Dopo Fossombrone Healy non si è di certo fermato, ma ha continuato ad attaccare tappa dopo tappa inseguendo l’obiettivo della maglia azzurra poi sfumato totalmente nella terza settimana. Nella frazione da Seregno a Bergamo è andato all’attacco fin dai chilometri iniziali, ha letteralmente preso d’assalto tutte le salite inscenando un vero e proprio duello con Rubio e poi nel finale giocandosi la vittoria a tre in uno sprint sul vialone di Bergamo. Non è arrivato il successo ma un secondo po­sto dietro a Brandon McNulty che l’ha battuto negli ultimi metri.  Nessun ri­morso per l’irlandese che ha fatto i complimenti all’avversario con una stretta di mano e con i ringraziamenti per la bella sfida.
Il talento di Healy cresce e lo sanno be­ne i suoi direttori sportivi Tejay Van Garderen e Charlie Wegelius che all’unisono sottolineano le grandi capacità del ragazzo.

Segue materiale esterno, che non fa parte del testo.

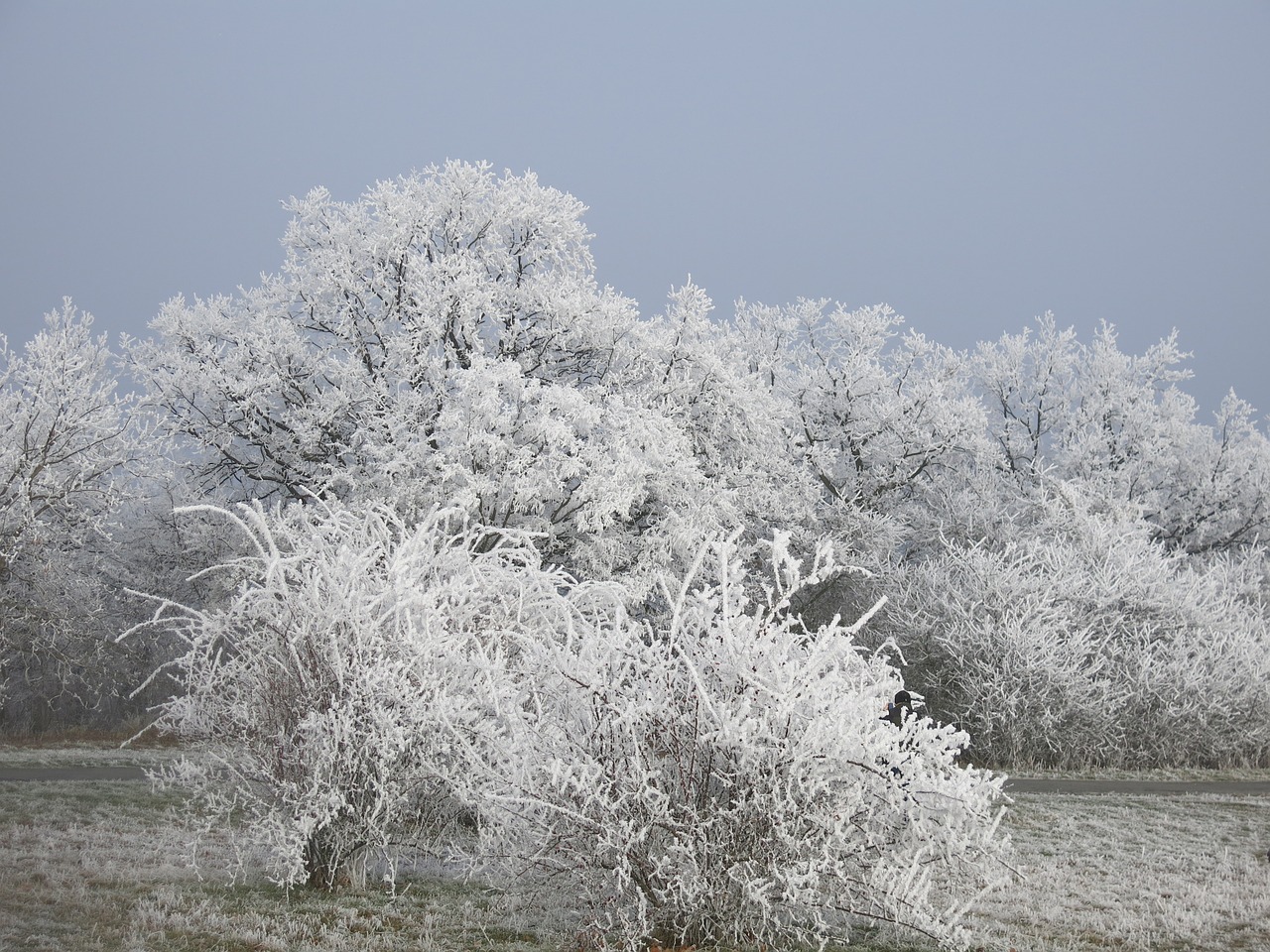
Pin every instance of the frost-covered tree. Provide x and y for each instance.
(726, 778)
(441, 339)
(1079, 640)
(373, 685)
(1119, 425)
(66, 445)
(883, 420)
(356, 669)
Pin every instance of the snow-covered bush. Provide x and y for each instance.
(725, 778)
(67, 443)
(333, 692)
(1083, 642)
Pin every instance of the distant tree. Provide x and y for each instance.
(67, 442)
(1080, 640)
(726, 778)
(1119, 425)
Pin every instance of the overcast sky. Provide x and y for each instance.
(971, 164)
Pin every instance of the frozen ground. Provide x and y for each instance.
(102, 866)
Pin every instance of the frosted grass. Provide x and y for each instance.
(104, 867)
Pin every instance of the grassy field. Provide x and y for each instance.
(104, 866)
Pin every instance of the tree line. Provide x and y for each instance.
(430, 500)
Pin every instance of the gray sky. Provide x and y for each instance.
(971, 164)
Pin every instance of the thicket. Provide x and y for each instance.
(492, 509)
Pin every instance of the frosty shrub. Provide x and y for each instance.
(335, 688)
(1083, 642)
(725, 778)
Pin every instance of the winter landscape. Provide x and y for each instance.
(581, 558)
(452, 578)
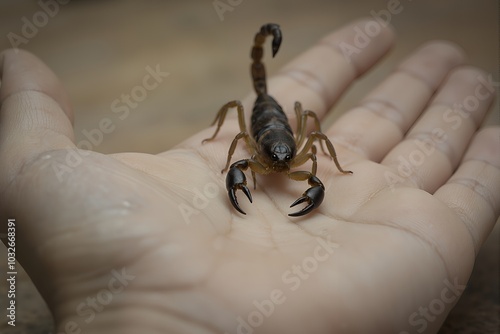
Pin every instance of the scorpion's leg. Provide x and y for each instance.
(236, 179)
(314, 195)
(331, 150)
(221, 116)
(301, 116)
(234, 143)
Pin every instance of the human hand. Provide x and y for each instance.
(140, 243)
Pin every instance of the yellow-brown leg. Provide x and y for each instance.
(221, 116)
(321, 136)
(302, 116)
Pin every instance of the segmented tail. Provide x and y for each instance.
(257, 69)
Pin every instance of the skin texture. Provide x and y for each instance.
(125, 243)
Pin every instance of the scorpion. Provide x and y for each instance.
(273, 146)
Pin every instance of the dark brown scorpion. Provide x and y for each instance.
(272, 144)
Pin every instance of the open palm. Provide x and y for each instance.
(140, 243)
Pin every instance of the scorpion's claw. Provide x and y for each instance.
(313, 196)
(234, 201)
(236, 180)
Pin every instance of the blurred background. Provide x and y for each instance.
(102, 50)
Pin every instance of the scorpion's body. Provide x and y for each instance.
(272, 141)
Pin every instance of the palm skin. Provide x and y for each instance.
(382, 246)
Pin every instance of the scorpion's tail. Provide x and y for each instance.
(258, 70)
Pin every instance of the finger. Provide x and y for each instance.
(434, 146)
(473, 191)
(385, 115)
(317, 77)
(35, 113)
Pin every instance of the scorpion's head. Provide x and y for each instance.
(280, 155)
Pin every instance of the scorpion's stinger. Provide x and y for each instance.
(257, 69)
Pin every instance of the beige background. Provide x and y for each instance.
(100, 50)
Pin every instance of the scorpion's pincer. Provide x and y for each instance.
(235, 180)
(313, 196)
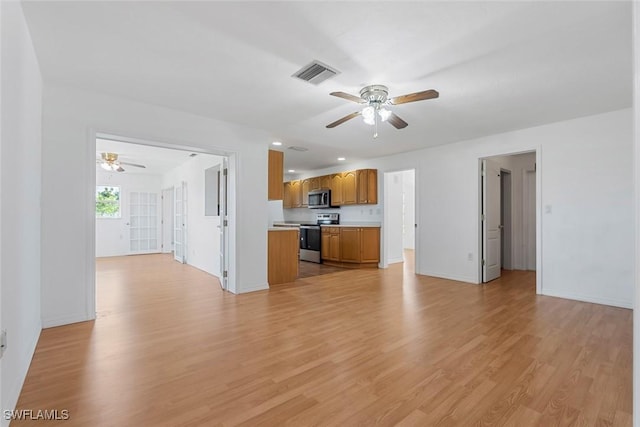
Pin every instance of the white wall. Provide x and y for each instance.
(203, 235)
(409, 217)
(393, 220)
(112, 234)
(70, 119)
(520, 245)
(636, 181)
(585, 176)
(20, 181)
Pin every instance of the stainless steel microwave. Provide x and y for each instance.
(319, 199)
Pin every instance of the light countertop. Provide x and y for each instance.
(354, 224)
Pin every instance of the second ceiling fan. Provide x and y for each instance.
(376, 97)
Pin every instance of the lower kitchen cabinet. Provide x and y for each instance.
(353, 247)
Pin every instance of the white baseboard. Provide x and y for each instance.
(52, 322)
(450, 277)
(255, 288)
(10, 401)
(587, 298)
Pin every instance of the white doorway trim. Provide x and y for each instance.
(90, 242)
(539, 220)
(506, 219)
(167, 220)
(386, 230)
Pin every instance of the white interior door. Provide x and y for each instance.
(180, 222)
(143, 222)
(491, 226)
(224, 224)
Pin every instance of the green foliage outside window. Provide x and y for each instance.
(107, 202)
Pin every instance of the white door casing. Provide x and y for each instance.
(143, 223)
(167, 220)
(180, 222)
(224, 223)
(491, 226)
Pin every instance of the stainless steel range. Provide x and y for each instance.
(310, 237)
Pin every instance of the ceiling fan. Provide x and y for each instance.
(110, 162)
(376, 98)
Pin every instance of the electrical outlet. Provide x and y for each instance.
(3, 342)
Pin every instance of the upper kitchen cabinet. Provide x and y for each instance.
(276, 174)
(357, 187)
(367, 180)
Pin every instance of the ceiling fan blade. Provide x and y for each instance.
(396, 121)
(413, 97)
(344, 119)
(348, 97)
(133, 164)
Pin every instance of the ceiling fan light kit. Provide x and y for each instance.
(376, 98)
(110, 162)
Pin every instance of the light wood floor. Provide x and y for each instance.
(353, 348)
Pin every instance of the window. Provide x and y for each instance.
(107, 202)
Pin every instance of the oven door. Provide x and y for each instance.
(310, 243)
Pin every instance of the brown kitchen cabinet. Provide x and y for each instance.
(357, 187)
(352, 247)
(276, 174)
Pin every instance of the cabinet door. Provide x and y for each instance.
(350, 244)
(334, 247)
(276, 173)
(324, 244)
(349, 188)
(370, 244)
(306, 186)
(324, 182)
(336, 189)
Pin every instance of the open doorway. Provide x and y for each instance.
(507, 214)
(399, 219)
(138, 205)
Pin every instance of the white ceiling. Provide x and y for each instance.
(157, 160)
(498, 66)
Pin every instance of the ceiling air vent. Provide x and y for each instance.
(316, 72)
(296, 148)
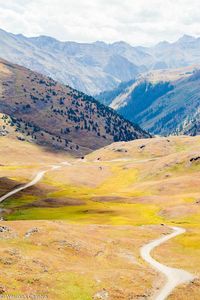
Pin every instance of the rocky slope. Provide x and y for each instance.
(41, 110)
(96, 67)
(161, 102)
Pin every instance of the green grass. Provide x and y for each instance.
(94, 213)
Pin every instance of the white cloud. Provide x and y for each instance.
(134, 21)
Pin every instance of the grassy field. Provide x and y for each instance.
(119, 195)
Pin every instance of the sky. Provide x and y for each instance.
(138, 22)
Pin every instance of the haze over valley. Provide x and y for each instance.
(100, 150)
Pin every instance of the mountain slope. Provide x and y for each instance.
(161, 102)
(96, 67)
(90, 68)
(53, 114)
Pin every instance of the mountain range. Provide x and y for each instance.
(162, 102)
(95, 67)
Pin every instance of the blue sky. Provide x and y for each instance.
(141, 22)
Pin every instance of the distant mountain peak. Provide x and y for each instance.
(186, 39)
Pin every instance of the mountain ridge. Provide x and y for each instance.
(94, 67)
(56, 115)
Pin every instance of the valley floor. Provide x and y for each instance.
(78, 232)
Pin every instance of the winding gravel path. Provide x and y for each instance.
(174, 277)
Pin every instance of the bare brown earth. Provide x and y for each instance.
(38, 109)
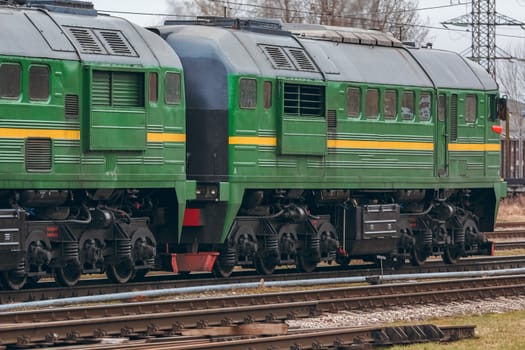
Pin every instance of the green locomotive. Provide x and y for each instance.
(311, 143)
(92, 145)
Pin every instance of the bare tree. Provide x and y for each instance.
(511, 74)
(207, 8)
(397, 16)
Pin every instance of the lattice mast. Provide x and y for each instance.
(484, 34)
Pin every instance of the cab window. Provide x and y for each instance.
(353, 102)
(425, 106)
(39, 84)
(10, 80)
(372, 104)
(407, 106)
(248, 93)
(390, 104)
(471, 103)
(173, 88)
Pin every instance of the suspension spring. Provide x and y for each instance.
(314, 242)
(123, 248)
(20, 267)
(272, 243)
(460, 236)
(427, 237)
(70, 250)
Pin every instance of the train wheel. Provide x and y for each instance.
(69, 274)
(32, 281)
(138, 275)
(305, 264)
(121, 272)
(264, 264)
(450, 255)
(12, 280)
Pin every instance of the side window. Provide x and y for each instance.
(425, 106)
(390, 104)
(153, 87)
(39, 89)
(10, 80)
(407, 106)
(267, 94)
(248, 93)
(304, 100)
(372, 104)
(173, 88)
(118, 89)
(471, 103)
(442, 107)
(353, 102)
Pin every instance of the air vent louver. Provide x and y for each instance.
(38, 154)
(87, 41)
(71, 106)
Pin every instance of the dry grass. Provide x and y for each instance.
(494, 331)
(512, 209)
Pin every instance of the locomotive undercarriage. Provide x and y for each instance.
(303, 228)
(65, 234)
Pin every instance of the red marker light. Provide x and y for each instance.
(497, 129)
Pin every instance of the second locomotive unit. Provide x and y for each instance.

«Healy è incredibile, ha già dimostrato di avere la stoffa del campione e quest’anno è letteralmente sbocciato. Per il momento preferisce fare ancora di testa sua, ma tenetelo d’occhio, vi regalerà delle belle sorprese.»
Per Van Garderen, che nel 2017 aveva vinto una tappa al Giro, la frazione di Fossombrone è stato in assoluto il mi­glior giorno in ammiraglia. Anche Vincenzo Nibali ci aveva parlato del giovane irlandese proprio alla vigilia della corsa rosa prospettandoci delle grandi cose, il siciliano ci aveva proprio visto giusto. Il Giro ci ha fatto scoprire Healy, ma è solo l’inizio della carriera di questo ragazzo giovanissimo che ama follemente il ciclismo.
Alla Parigi-Roubaix non ha gareggiato, ma è arrivato in versione turista per aiutare la squadra al rifornimento: si è emozionato a bordo strada promettendo prima o poi di prendere parte alla corsa delle pietre. L’irlandese ama la bicicletta e vuole vivere il mondo dello sport alla sua maniera, sognando e at­taccando, godendosi il viaggio. Oc­cor­rerà sicuramente del tempo per imparare a gestire meglio le energie e magari un giorno potrà anche ambire a diventare un corridore da corse a tappe. Per adesso Ben Healy continua ad inseguire i suoi sogni facendo follie in bici e regalando emozioni ai suoi sempre più numerosi tifosi.